Danke für deine Hilfe dede


----------



## MTB-News.de




----------



## Koni2222 (21. Juli 2012)

Kann jemand an folgenden Orten Unterkünfte empfehlen ?

St. Ulrich, Alleghe, St. Kassian, Lago Di Misurina

Sollte man auf den Hütten reservieren ? Ohne wäre man halt flexibler.

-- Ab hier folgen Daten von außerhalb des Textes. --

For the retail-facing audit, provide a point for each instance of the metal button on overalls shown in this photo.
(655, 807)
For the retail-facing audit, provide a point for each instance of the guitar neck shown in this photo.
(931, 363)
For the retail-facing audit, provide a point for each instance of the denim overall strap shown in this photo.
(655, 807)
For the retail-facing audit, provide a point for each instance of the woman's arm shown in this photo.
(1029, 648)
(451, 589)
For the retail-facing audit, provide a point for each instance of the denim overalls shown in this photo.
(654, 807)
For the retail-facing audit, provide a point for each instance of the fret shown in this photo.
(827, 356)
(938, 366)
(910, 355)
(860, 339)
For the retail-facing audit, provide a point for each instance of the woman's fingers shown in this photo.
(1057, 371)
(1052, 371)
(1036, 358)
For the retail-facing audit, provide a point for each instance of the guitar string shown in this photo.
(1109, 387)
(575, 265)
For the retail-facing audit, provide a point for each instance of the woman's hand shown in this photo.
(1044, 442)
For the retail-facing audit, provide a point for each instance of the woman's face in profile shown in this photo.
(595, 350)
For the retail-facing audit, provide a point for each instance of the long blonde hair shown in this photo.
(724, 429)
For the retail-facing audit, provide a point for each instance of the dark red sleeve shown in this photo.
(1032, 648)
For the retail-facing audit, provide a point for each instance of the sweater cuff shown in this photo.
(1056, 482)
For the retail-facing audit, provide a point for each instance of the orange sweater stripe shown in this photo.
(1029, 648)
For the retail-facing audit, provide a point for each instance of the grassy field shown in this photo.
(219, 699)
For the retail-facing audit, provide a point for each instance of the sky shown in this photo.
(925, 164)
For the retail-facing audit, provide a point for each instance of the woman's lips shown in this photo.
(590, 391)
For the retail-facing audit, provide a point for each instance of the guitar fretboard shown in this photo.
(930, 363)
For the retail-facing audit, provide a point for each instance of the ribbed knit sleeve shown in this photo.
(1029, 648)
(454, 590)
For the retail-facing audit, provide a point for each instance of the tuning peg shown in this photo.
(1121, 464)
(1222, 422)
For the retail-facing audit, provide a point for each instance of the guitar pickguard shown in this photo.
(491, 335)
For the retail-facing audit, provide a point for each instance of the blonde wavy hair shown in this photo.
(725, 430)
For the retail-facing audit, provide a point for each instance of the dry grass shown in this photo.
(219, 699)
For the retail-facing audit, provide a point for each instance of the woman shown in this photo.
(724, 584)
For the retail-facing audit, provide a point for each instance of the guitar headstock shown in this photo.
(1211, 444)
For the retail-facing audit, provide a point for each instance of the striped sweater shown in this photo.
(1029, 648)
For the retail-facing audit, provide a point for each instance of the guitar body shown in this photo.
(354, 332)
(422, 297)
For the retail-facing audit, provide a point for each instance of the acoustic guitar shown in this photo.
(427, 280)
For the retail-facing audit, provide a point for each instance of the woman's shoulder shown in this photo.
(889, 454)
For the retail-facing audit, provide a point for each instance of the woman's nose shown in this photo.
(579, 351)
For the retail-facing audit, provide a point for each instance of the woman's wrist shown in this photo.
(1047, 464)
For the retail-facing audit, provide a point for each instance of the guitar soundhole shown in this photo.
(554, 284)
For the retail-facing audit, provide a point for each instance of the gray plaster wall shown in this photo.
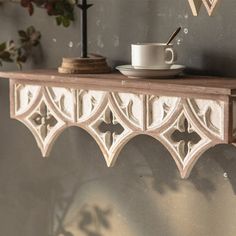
(73, 193)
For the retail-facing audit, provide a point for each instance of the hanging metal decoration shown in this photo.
(210, 6)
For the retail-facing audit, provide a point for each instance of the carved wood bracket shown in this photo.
(187, 127)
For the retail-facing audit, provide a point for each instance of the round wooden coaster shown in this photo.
(94, 64)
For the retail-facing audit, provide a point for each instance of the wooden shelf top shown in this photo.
(117, 82)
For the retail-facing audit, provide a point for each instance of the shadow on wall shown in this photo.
(164, 170)
(91, 220)
(215, 64)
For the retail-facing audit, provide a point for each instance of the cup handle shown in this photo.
(171, 61)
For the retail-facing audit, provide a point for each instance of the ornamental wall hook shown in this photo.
(210, 6)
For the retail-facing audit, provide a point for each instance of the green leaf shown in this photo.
(58, 20)
(3, 46)
(66, 22)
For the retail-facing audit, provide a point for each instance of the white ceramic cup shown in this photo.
(152, 56)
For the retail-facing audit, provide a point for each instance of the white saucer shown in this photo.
(131, 72)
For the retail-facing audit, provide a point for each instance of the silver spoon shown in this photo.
(173, 36)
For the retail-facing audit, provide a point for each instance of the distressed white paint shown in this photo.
(210, 114)
(114, 118)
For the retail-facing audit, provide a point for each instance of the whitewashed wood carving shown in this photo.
(25, 97)
(63, 100)
(159, 110)
(111, 133)
(87, 103)
(185, 141)
(210, 114)
(210, 6)
(186, 127)
(44, 124)
(132, 107)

Bindelweghütte, Heiligkreuz, Schlüterhütte


----------



## trautbrg (22. Juli 2012)

Alleghe: 
Da gibt es ziemlich viel maue Hotels. Die klassischen, mit Transalp Challenge 
werbenden, Hotels gingen für uns dort gar nicht. Am besten gefiel uns das 
Sporthotel Europa.
Da es voll war (gutes Zeichen) waren wird dieses Jahr im Schwesterhotel 
Hotel Alla Posta in Caprile (3 km entfernt).  
War sauber, schön, leckeres Essen und guter Service.

Misurina:
Wenn ihr die Zeit habt, dann fahrt hoch zu den Zinnen und übernachtet in der Dreizinnenhütte.
Spektatkuläres Zinnenpanorama bei Sonnenauf- und Untergang und legendär leckeres
Essen mit super Service. Auf Anfrage auch Dusche.
Bergab dann nach dem Paternsattel entweder ins Val Marzon und über Rif Citta di Carpi
zurück oder ab der Auronzohütte über Trails zum Mauthaus runter.
Dafür lieber direkt hoch zur gr. Fansealm und auf der Lavarella übernachten, statt über Sennes - Pederü.
Je nach Bedarf kannst dann auch noch Pso Posporcora mitnehmen und trailst quasi direkt bis zu den
Faneswassserfällen runter, bervor der Anstieg zur gr. Fansealm / Limojoch  beginnt.
Vom Fanes über Capanna Alpina runter. Heiligkreuzhospiz dann entweder auslassen
oder ein Stück das Gadertal runterrollen und dann mit der SB hoch.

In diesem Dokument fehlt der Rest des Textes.